A poor man’s covered call requires you to buy a call option that's deep in the money, then sell a near-dated call option.
Buying an in the money (ITM) call means purchasing a call which is already a correct bet. For example, say we look back at the Boeing example—if the stock price is $150, an in the money call option would be worth $150 or less—so you could purchase with a strike price of $140. Assuming the stock stays above the price you acquired it at, you shouldn’t lose any money.

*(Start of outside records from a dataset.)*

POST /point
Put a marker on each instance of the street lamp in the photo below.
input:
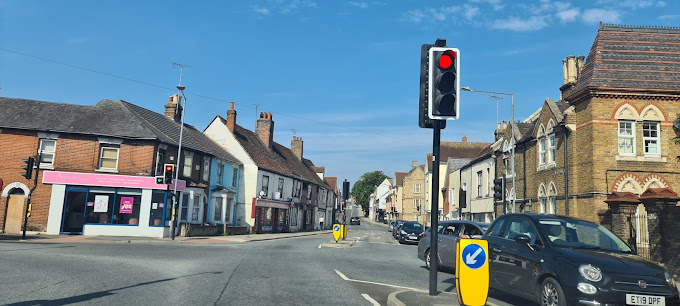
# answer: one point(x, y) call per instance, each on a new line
point(512, 131)
point(179, 154)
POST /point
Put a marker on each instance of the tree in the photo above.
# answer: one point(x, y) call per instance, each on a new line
point(366, 184)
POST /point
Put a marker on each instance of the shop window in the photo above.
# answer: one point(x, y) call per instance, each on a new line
point(188, 163)
point(234, 177)
point(47, 148)
point(184, 204)
point(158, 201)
point(220, 171)
point(217, 203)
point(206, 169)
point(99, 208)
point(108, 157)
point(126, 207)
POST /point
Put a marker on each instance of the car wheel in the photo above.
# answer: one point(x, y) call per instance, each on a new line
point(551, 293)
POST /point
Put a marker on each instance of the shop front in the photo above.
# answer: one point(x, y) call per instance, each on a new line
point(109, 205)
point(271, 216)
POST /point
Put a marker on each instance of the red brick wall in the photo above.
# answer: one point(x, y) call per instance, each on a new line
point(74, 153)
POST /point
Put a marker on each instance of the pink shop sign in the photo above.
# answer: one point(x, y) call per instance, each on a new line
point(106, 180)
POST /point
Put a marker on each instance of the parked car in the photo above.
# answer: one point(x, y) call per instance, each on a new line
point(449, 232)
point(410, 232)
point(394, 224)
point(560, 260)
point(397, 230)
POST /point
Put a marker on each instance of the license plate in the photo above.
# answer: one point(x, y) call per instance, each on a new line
point(635, 299)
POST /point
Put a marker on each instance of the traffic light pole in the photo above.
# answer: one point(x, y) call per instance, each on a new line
point(28, 201)
point(434, 212)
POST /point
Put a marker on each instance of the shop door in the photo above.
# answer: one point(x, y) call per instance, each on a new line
point(73, 212)
point(15, 213)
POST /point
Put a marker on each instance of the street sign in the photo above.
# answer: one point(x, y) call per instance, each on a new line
point(472, 271)
point(337, 232)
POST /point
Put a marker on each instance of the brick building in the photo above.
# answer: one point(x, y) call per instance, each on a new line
point(98, 167)
point(611, 132)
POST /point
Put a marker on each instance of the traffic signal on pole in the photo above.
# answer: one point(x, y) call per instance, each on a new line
point(168, 173)
point(498, 189)
point(424, 120)
point(443, 84)
point(28, 167)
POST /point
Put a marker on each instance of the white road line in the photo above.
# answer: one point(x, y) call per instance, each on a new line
point(370, 299)
point(374, 283)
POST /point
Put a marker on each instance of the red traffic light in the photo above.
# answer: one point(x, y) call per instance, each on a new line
point(446, 59)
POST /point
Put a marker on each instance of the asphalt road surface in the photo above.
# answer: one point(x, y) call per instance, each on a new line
point(291, 271)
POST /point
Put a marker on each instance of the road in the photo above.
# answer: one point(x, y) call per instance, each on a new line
point(292, 271)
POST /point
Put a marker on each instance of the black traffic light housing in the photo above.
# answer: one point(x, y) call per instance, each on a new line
point(443, 83)
point(168, 173)
point(424, 120)
point(28, 167)
point(498, 189)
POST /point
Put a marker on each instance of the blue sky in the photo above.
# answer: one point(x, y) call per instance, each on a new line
point(343, 74)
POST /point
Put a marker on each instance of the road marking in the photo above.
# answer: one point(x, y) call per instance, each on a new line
point(370, 299)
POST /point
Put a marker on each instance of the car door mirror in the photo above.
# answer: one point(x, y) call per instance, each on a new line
point(524, 239)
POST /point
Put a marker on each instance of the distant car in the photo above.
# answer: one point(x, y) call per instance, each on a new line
point(409, 232)
point(449, 233)
point(394, 226)
point(559, 260)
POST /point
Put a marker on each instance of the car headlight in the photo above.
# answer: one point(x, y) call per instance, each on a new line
point(590, 273)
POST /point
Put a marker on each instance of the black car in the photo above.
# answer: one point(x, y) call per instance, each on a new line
point(560, 260)
point(409, 232)
point(449, 233)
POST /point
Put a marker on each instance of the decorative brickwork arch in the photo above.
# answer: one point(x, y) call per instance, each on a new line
point(652, 112)
point(655, 180)
point(628, 182)
point(625, 111)
point(551, 124)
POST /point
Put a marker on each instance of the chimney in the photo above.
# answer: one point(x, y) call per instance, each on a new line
point(231, 117)
point(265, 129)
point(173, 110)
point(296, 146)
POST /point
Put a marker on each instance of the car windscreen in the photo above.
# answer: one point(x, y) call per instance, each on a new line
point(579, 234)
point(417, 226)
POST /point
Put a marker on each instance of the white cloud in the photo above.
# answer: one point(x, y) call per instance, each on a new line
point(359, 4)
point(600, 15)
point(568, 15)
point(283, 6)
point(669, 17)
point(532, 23)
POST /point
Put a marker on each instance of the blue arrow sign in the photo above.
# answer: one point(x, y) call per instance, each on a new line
point(473, 256)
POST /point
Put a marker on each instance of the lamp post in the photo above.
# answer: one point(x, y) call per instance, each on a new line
point(179, 154)
point(512, 133)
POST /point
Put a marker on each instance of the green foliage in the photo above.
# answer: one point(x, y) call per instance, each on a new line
point(366, 184)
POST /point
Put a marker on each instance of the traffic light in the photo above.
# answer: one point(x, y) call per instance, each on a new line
point(443, 84)
point(28, 167)
point(498, 189)
point(424, 120)
point(168, 173)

On the flip, selling your out of the money (OTM) call option is also a correct bet in this example. Let’s assume Boeing’s stock price is $150. If you sell an OTM call option at a price like $160, you’ll pocket the premium from making that bet. Assuming the stock doesn’t rise adversely, you shouldn’t lose any money.
Unlike in the case of the traditional covered call, the combination of buying and selling calls means you’re making a bullish bet. Meaning that, if you’re entering a poor man’s covered call option, you’re betting that the stock will actually go up in the future. That’s because you’re exercising premium, but you also have long exposure to the underlying stock price.
That means you hope the OTM call you sold reaches its near term expiration date, then the ITM call you bought keeps rising.
In the traditional covered call position, owning 100 shares of the underlying stock is like a form of insurance on your short call. Assuming your bet goes wrong or you get exercised, you could sell the 100 shares to pay for your traditional covered call.
In a poor man’s covered call, buying a longer dated call option serves the same purpose as the 100 shares—it’s your insurance, or hedge, in this strategy. In the case the OTM call you sold is exercised or ends up in the money, you would exercise the call you bought to cover the loss.
Of course, the same risks that apply to the traditional covered call will also apply to the poor man’s covered call. You run the risk of making a bad bet or your sold call being excercised, just like in the traditional covered call. The only difference is that the poor man’s covered call requires less capital upfront, so it's effectively a cheaper position to enter if you're brokerage account is strapped for cash.
You can trade options on any brokerage that supports options trading. Platforms such as TradeStation, Robinhood, and WeBull are just a few of the popular options that traders use to trade options. In our review of TradeStation, we found that it's a great platform for daytraders, but Robinhood or WeBull might be better suited for beginners.
Selling covered calls is not hard work, but it’s not easy, either—though the poor man’s covered call has its allure, you might find that the juice is simply not worth the squeeze (or risk).
That’s one reason why some amateur investors simply choose to invest in covered call ETFs. These lesser-known ETFs handle the busywork of selling calls and holding the stock necessary to back it. They then return the premiums to you in a dividend.
The Global X Nasdaq-100 Covered Call ETF (QYLD) is the largest covered call ETF by assets under management (AUM). You buy the ETF to gain exposure to stocks and short calls in the Nasdaq-100. It has a high expense ratio—0.60% is 20x higher than the Vanguard S&P 500 ETF—but has paid a roughly 17% dividend in the trailing 12 months.
Global X also owns the other two largest covered call ETFs, which invest in S&P 500 and Russell 2000 companies and their underlying options. Other covered call ETFs owned by companies do exist, but they do not command as much AUM.
The most important thing to know when buying these ETFs is that the stock price of the underlying ETF will generally move with the market, but it won’t match it. Additionally, you’ll probably want to know that these ETF strategies are capped to the upside. In other words, you want stocks to trade equal or below the price the ETF's are at so that the short call option expires out of the money.
You can buy these ETFs on brokerage apps which support them such as Robinhood or TradeStation.
Many investors will find buying covered call ETFs more preferable than using a traditional covered call or poor man’s covered call strategy. However, for investors wanting to be hands on, they all have merit.